Friends, I want to apologize for not making time in this last season. We all get busy, but for me, this is not only a personal journal mixed with a bit of therapy; it’s my creative outlet. It’s also something I need to hold myself accountable for, because I have started projects (such as the 52 project) and then fail to see it through to the end. I refuse to be a person that doesn’t finish the things they start – even if it’s a project on my own blog.

So expect more from me, and more pictures courtesy of his wonderful teacher!

The Most Interesting Baby in Nashville

A few weeks ago I tried something I had seen in one of the Montessori books I’ve been reading – I gave Griffin a real glass as opposed to a sippy cup.

He needed something his own size, though. Something that would fit snugly in his hands as he cupped them and lifted the glass to his mouth. What could fit the bill? A shot glass.

Drinking

Drinking2It was perfect! Everyone present was actually shocked that it worked. He picked it up, bought it to his mouth, and drank the few drops I had put in the glass. When it was empty, I poured a few more, and he repeated the process. Montessori was absolutely right – we don’t give our babies nearly the amount of credit they deserve.
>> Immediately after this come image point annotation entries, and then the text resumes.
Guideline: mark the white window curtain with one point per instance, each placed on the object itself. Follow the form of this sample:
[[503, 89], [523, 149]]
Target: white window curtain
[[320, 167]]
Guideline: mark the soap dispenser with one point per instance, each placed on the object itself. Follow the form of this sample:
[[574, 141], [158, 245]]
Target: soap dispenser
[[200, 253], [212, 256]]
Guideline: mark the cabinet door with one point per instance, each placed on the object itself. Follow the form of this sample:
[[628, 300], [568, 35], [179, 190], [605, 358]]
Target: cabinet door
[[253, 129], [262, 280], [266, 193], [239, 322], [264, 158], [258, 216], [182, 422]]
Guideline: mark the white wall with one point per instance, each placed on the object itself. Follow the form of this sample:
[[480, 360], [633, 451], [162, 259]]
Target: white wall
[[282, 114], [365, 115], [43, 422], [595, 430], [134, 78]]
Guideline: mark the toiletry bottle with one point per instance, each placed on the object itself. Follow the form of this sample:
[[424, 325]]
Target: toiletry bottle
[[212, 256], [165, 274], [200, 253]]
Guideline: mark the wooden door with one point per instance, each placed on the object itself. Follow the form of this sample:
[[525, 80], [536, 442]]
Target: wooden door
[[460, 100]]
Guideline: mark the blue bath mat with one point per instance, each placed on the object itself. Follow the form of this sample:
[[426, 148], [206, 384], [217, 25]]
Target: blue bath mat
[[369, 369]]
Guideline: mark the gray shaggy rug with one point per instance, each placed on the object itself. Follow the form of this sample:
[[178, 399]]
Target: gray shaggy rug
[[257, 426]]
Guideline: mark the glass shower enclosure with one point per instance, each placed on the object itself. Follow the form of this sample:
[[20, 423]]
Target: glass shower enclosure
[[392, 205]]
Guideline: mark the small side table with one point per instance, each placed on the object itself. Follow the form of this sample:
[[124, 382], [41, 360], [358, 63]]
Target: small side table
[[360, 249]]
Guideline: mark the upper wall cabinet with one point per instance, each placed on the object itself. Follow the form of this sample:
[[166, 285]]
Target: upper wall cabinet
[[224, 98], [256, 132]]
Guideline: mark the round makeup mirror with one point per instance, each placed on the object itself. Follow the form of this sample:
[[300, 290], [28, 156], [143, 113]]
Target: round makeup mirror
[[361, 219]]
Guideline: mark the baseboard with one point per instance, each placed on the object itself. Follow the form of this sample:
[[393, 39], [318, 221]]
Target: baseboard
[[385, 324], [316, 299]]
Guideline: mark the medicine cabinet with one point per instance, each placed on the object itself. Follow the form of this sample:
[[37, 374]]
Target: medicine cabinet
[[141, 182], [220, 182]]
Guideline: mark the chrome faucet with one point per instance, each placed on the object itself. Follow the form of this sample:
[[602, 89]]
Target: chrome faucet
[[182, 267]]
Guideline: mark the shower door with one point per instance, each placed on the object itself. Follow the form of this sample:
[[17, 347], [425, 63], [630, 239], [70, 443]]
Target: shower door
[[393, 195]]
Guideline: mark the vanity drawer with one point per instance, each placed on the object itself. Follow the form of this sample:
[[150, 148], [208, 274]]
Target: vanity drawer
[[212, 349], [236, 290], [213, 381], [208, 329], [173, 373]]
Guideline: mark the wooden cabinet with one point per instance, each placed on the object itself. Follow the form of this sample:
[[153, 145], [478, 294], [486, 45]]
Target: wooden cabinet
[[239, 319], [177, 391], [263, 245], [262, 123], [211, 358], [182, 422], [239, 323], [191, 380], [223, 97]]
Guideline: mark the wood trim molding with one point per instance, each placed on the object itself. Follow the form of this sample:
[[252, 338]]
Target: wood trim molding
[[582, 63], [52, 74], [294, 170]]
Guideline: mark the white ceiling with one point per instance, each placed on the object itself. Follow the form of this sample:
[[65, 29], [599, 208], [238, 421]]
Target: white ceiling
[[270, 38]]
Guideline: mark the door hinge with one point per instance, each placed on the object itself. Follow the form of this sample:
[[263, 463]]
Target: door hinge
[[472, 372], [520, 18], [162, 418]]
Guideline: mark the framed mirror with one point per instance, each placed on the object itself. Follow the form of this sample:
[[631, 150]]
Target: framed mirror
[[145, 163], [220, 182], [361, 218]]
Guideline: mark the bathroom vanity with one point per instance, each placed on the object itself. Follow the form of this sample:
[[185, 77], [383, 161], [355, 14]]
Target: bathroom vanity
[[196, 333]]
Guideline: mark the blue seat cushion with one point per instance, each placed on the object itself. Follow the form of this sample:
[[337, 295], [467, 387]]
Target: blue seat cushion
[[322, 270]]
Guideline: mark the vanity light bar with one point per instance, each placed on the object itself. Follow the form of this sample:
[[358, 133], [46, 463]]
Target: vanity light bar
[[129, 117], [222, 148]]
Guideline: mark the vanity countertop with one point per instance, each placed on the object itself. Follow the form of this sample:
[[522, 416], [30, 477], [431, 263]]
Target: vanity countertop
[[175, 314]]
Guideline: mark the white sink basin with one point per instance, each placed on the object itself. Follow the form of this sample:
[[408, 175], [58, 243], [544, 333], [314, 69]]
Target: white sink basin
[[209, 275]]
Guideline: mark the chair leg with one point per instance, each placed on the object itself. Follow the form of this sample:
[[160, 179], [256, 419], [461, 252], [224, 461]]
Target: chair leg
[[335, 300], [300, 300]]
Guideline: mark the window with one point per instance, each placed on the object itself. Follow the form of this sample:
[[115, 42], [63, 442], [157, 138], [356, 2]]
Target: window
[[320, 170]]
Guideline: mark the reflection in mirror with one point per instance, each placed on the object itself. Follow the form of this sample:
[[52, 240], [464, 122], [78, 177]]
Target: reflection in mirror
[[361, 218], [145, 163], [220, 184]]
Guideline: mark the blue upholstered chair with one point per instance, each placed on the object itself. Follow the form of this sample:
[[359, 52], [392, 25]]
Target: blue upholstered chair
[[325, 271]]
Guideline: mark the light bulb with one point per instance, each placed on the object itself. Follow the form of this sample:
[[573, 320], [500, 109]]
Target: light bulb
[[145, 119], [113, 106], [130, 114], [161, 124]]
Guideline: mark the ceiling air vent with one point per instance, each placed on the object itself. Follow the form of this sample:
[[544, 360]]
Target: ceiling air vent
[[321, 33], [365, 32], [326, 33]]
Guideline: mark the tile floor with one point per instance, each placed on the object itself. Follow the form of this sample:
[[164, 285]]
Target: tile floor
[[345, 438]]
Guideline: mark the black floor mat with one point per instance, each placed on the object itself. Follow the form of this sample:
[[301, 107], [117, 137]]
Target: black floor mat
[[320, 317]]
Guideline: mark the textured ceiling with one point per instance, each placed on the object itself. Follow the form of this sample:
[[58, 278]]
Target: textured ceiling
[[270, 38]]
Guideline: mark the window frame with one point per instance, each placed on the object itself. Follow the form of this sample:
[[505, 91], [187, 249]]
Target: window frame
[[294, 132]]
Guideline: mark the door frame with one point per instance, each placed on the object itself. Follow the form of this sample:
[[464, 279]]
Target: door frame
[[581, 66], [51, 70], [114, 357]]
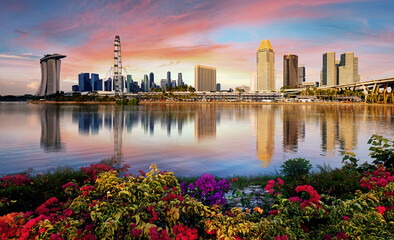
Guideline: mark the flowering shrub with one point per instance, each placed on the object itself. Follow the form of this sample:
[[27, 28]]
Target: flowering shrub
[[207, 190], [153, 205], [271, 184], [16, 180], [379, 178]]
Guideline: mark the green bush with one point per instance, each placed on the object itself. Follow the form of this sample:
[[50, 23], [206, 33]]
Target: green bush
[[382, 151], [295, 168]]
That’s not saying he didn’t spill anything. We guided him at times when he fumbled a bit. But all in all, he knew what to do with the Griffin-sized glass, and he was SO proud of himself.

I posted the picture on Facebook, and it sparked some lively discussion. The original caption I added was:

“He doesn’t always drink water, but when he does he prefers to use a shot glass.”

From there, friends and family chimed in with their own quips.

“Griffin once crawled a race backwards…just to see what second place looked like.”

“His pampers rarely get soiled. Gerber gets his opinion on new foods. His spittle has medicinal value.”

“Elvis once reported sighting him. He has been exempted from Obamacare simply because he frowned. When he eats, he does not require a bib. All of his piggies have roast beef and go weeeee all the way home.”

“He is – the most interesting baby in Nashville.”

I absolutely had to post these – I have some very creative friends! Above anything else though, I think we all need to realize that babies are up for the challenge; we just have to present it to them. I discovered that he doesn’t necessarily require a sippy cup during meals, and that’s just one less thing he will have to transition away from. Let’s lessen some of the steps our children have to go through. Sometimes the best way to get to something is to just jump right in and do it.

Vote

The Case for Allowing Babies to be Babies

A Facebook friend posted this article, and it really hit home with me. Babies should be allowed to explore and learn on their own, at their own pace, in their own way!

It seems that this complete obsession that the Western world (specifically Americans) have with education and learning at younger and younger ages hasn’t really paid off…after all, aren’t American high school stats ranked among some of the worst?

I love the thought of allowing my child creativity and individual thought. This finding in particular really stuck out: “Direct instruction made the children less curious and less likely to discover new information.”

I want my child to realize that he can discover and learn on his own through exploration – he doesn’t constantly need someone to show him how it should be done beforehand.

So when should learning in a professional environment begin? Jeremy and I have talked briefly about pre-school – specifically Montessori-type instruction. But should this begin at 2, as is becoming the norm? Perhaps if preschool allows for creativity, as many Montessori schools tend to do, this will remain on the table. I’ll have to allow my child to explore first before I make a decision.